Defense Secretary Jim Mattis showed distaste Thursday for using body counts to gauge progress and declined to give an estimate on the number of ISIS fighters killed in the MOAB bombing in Afghanistan.
In a brief news conference during his Mideast trip, Mattis said his reluctance to use body counts in a public relations attempt to show success dates back to Vietnam.
"For many years, we have not been calculating the results of warfare by simply quantifying the number of enemy killed," Mattis told reporters traveling with him. "You all know of the corrosive effect of that sort of metric back in the Vietnam War. It's something that has stayed with us all these years."
Several U.S. generals have on occasion estimated that 50,000-60,000 Islamic State of Iraq and Syria militants have been killed since 2014, but Mattis said, "You don't want to start calculating things, as far as what matters, in the crude terms of battle casualties."
Mattis was responding to a question on estimates by Afghan officials that nearly 100 fighters of an ISIS offshoot called Islamic State-Khorasan Province were killed April 14 when the U.S. dropped a GBU-43 Massive Ordnance Air Blast bomb on what was described as a tunnel and cave complex in eastern Nangarhar province.
Mattis said U.S. troops would not get involved in a body count. "Frankly, digging into tunnels to count dead bodies is probably not a good use of our troops' time when they're chasing down the enemy that's still capable," he said.

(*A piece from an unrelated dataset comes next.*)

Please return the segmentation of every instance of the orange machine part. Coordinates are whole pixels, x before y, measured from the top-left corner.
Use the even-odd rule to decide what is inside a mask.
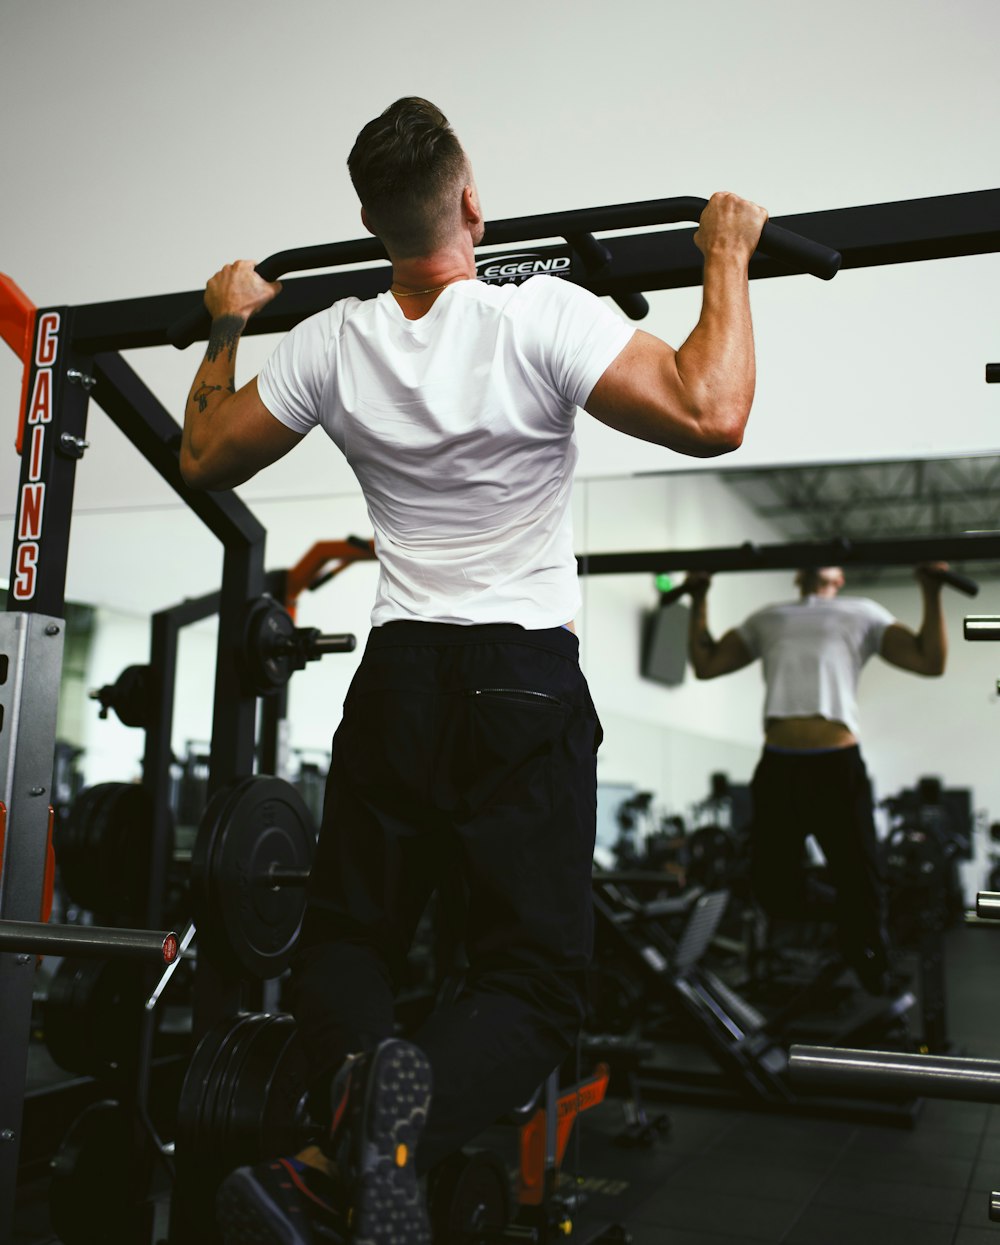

In Vietnam, body counts from U.S. search-and-destroy missions were a staple at what became known as the "Five O'Clock Follies," the routinely upbeat daily press briefings in Saigon.
Mattis did not spell out who gave the final order to drop the MOAB and its nearly 11 tons of high explosives, but indicated that Army Gen. John Nicholson, commander of U.S. Forces-Afghanistan and the NATO Resolute Support mission, had wide discretion to act on his own.
"We give parameters to our subordinate commanders in the field," Mattis said.
He said he was kept informed on the progress of the fight in Nangarhar but added, "In a conflict situation, you have got to leave initiative in the hands, delegate initiative, to those you consider competent to do so."
As a Marine division commander, Mattis was known for giving his regimental commanders an "avenue of approach" to the enemy and then allowing them wide latitude on the tactics used to achieve the mission.
"In this case in Afghanistan," he said, "they had been engaged in that fight up in that corner for some time. I will not get into what authorities are delegated, but it was no surprise in terms of the effects of that battle at all" when the MOAB was dropped.
"The battle was going on and they were going to use what was necessary to break ISIS," he said.
The Afghan Ministry of Defense said Thursday that only technical personnel are being allowed at the site of the bombing because of continued fighting in the area and the presence of mines, Afghanistan's Tolo news agency reported.
"We are in the area, but it is filled with mines in every inch. You are aware that it was one of the biggest strongholds of Daesh [ISIS]. They wanted to keep it safe this way. We are clearing the area," said Mohammad Radmanesh, a deputy spokesman for the Ministry of Defense.